Performance bounced back at the same rate, muscle damage markers followed the same pattern, and long-term progress was unaffected.
Even after 15 weeks of repeated use, neither cold nor hot water gave athletes any measurable edge in strength, power, or endurance.
In short: doing nothing “special” worked just as well as the fancy recovery hacks.
(European Journal of Applied Physiology, 2025)
But How Does This Fit In With Other Research
This actually isn’t the first time ice baths have been questioned.
A 2025 meta-analysis (Wang et al., Frontiers in Physiology) showed that cold-water immersion helps a little with soreness and blood markers of muscle damage, but results depend on temperature and timing, around 10–15 minutes at 10 °C seems optimal.
Another review (Sports Medicine Open, 2025) found that heat and cold therapy can both support recovery, but poor timing (e.g. too soon after a workout) can actually blunt adaptation, especially in strength and hypertrophy training.
Some older studies suggest repeated cold exposure after lifting can reduce long-term muscle growth, possibly by dampening the inflammation that’s part of the muscle-building process.
So, the pattern is clear: the recovery effect is often small, inconsistent, and maybe more psychological than physiological.
What This Means
These findings pain me, as I’ve gotten great use out of cold exposure. Honeslty, if you swear by it too, keep it. The placebo effect is still an effect regardless of the science, if it helps you feel fresher, that’s worth something.
But:
✅ You’re not missing out if you skip it.
✅ Consistency and sleep will still trump any water temperature.
✅ Belief matters; recovery is as mental as it is physical.
✅ Use heat or cold intentionally, not out of habit. I.e.:
Try cold when soreness is limiting performance or suffering from inflamation.
Try heat when stiffness or circulation is the issue.
The Takeaway
The 2025 study’s main message?
Recovery isn’t in the bath, it’s in balance.

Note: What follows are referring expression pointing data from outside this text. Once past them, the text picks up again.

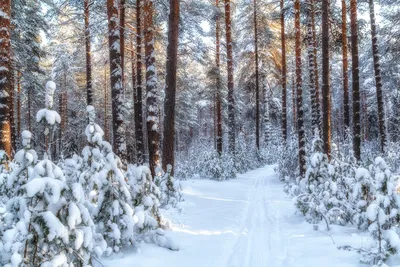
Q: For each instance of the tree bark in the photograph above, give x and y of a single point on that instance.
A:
(19, 105)
(257, 78)
(89, 89)
(138, 102)
(151, 88)
(5, 77)
(346, 106)
(378, 77)
(231, 99)
(119, 145)
(356, 80)
(218, 81)
(326, 88)
(316, 72)
(300, 112)
(170, 86)
(315, 120)
(122, 39)
(283, 77)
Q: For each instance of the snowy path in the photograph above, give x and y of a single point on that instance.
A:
(244, 222)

Sleep, nutrition, and balanced training recovery habits still outperform the latest “hack.” The best recovery tool might still be the simplest one: doing nothing.
References
Gustafsson, T., Montiel-Rojas, D., Romare, C., Johansson, F., Folkesson, M., Pernigoni, M., Frolova, O., Brazaitis, M., Venckūnas, T., Ponsot, E., Chaillou, T., & Edholm, P. (2025). Cold- and hot-water immersion are not more effective than placebo for the recovery of physical performance and training adaptations in national-level soccer players. European Journal of Applied Physiology. https://doi.org/10.1007/s00421-025-05835-w
Wang, H., et al. (2025). Impact of different doses of cold-water immersion on recovery after exercise-induced muscle damage: A network meta-analysis. Frontiers in Physiology.https://www.frontiersin.org/journals/physiology/articles/10.3389/fphys.2025.1525726/full
Sports Medicine Open (2025). Thermal recovery methods: benefits and risks in strength and endurance recovery.